Bien que fort prisé des Anciens, le romarin n’a joué pour eux qu’un rôle médical mineur. Si on a retrouvé des rameaux de romarin dans des tombes remontant aux toutes premières dynasties égyptiennes, rien n’atteste qu’il avait une telle fonction. Peut-être avait-il en Égypte la même attribution qu’en Grèce antique et en Rome impériale. Des sources indiquent que Grecs et Romains employaient la plante comme médecine, mais rien n’est moins certain. Si Horace et Virgile avancent des vertus magiques du romarin, on peut douter du fait que les plantes décrites par Théophraste et Dioscoride soient réellement le romarin. Ils évoquent bien une plante soignant les affections du foie, comme sait le faire le romarin, mais on ne peut affirmer avec certitude qu’il s’agit bien de lui.
Il semblerait, plutôt, que le romarin ait eu une valeur symbolique très tôt dans l’Antiquité. « Plante aromatique devenue funéraire, son arôme passait pour conserver le corps du trépassé, et son feuillage toujours vert semblait un gage d’immortalité » (1). Associé à un certain nombre de rites funéraires, il permettait d’accompagner le défunt dans l’au-delà. Mais il avait aussi une utilité pour les vivants lors de ces rites, puisqu’on sait que les Romains portaient des couronnes de romarin (d’où son surnom d’herbe à la couronne, coronarius) pour, très certainement, les aider à garder la tête froide lors de tels événements. Symbole de mort, il est aussi symbole de vie et d’amour. Aussi l’employait-on couramment, toujours sous forme de couronne, lors des mariages. Du culte des morts on glisse vers l’idée du rajeunissement et de la résurrection. Nous verrons que certains emplois plus tardifs du romarin incarnent cette dimension. Mais le romarin, de plante cultuelle, est passé au stade médicinal puis condimentaire, à travers un processus de désacralisation, comme on en rencontre tant dès qu’on parle des plantes. « Mais cette injuste déchéance ne pouvait être elle-même que toute provisoire, puisque, après tout, les légendes concernant les plantes n’étaient qu’une manière d’en souligner les vertus. Nous pourrions dire aujourd’hui qu’elles étaient destinées à engendrer un conditionnement psychique préalable qui rendent plus efficaces encore leurs très réelles propriétés » (2).

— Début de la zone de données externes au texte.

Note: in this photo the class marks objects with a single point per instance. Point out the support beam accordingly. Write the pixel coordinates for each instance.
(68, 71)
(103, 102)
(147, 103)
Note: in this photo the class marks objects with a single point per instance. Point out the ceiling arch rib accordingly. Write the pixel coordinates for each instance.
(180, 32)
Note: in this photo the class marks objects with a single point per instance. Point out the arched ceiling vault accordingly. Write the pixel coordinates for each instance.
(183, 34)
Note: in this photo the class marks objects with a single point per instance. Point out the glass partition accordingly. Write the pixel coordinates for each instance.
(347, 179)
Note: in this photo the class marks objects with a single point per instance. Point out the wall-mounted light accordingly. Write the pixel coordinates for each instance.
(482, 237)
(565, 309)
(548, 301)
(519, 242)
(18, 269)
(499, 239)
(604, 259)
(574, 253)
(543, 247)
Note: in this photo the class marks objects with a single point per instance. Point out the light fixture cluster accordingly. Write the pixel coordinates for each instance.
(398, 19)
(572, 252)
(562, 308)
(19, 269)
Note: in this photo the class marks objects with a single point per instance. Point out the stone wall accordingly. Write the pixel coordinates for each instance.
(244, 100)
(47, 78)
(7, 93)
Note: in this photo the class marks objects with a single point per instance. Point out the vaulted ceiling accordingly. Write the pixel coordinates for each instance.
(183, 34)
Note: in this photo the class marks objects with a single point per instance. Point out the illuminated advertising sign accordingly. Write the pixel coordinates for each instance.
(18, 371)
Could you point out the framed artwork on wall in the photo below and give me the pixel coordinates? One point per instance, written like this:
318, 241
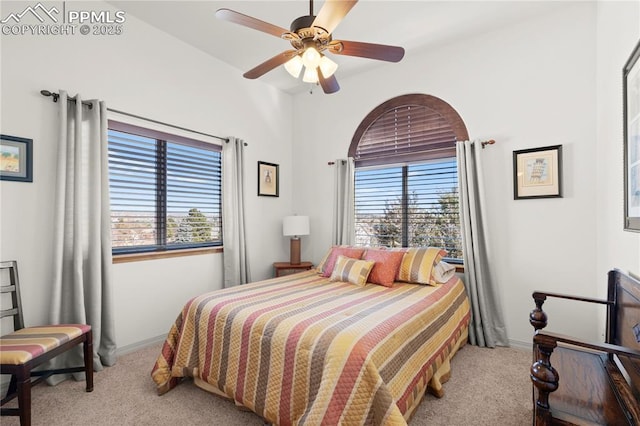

C’est cela aussi la magie, qui autorise à ce qu’un remède marche plus ou moins bien, en fonction de l’attitude qu’on observe vis-à-vis de lui. Par exemple, il ne suffisait pas aux étudiants grecs de se tresser des couronnes de romarin pour que cela favorise immédiatement leur intellect (de même qu’on le ferait avec un diffuseur d’huiles essentielles aujourd’hui). Il faut retrouver le caractère sacré de la plante que des siècles et des siècles de dénégation et d’ignorance ont effacé. La distillation participe à cela, elle permet de séparer le subtil de l’épais et de retrouver « l’esprit de la plante ». C’est ce que tente Archigène au Ier siècle ap. J.C., en procédant par décoction. Plus tard, il est dit que ce sont les Arabes qui, les premiers, ont distillé le romarin. Si l’on est certain que cela s’est produit au XIV ème siècle, les sources sont discordantes quant à l’identité de ceux qui ont officié la manœuvre : s’agit-il des Arabes ou bien de Ramon Lull ou encore d’Arnaud de Villeneuve ? Quoi qu’il en soit, sera obtenue une huile essentielle tenue en très haute estime par les spagyristes et les apothicaires de la Renaissance, mais, avant d’y parvenir, mentionnons encore quelques anecdotes médiévales propres au romarin. En dehors de son aire géographique d’origine, le romarin est très cultivé dans les jardins médiévaux. En effet, il est mentionné dans le Capitulaire de Villis (le territoire de l’empire carolingien s’étendant bien au-delà du seul pourtour méditerranéen), mais aussi sur le plan de Saint-Gall, en Suisse ! Enfin, Hildegarde en parle un peu et le Grand Albert mentionne une recette à base de lavande, de menthe pouliot, de marjolaine et de romarin déjà présentée comme « eau de jouvence ».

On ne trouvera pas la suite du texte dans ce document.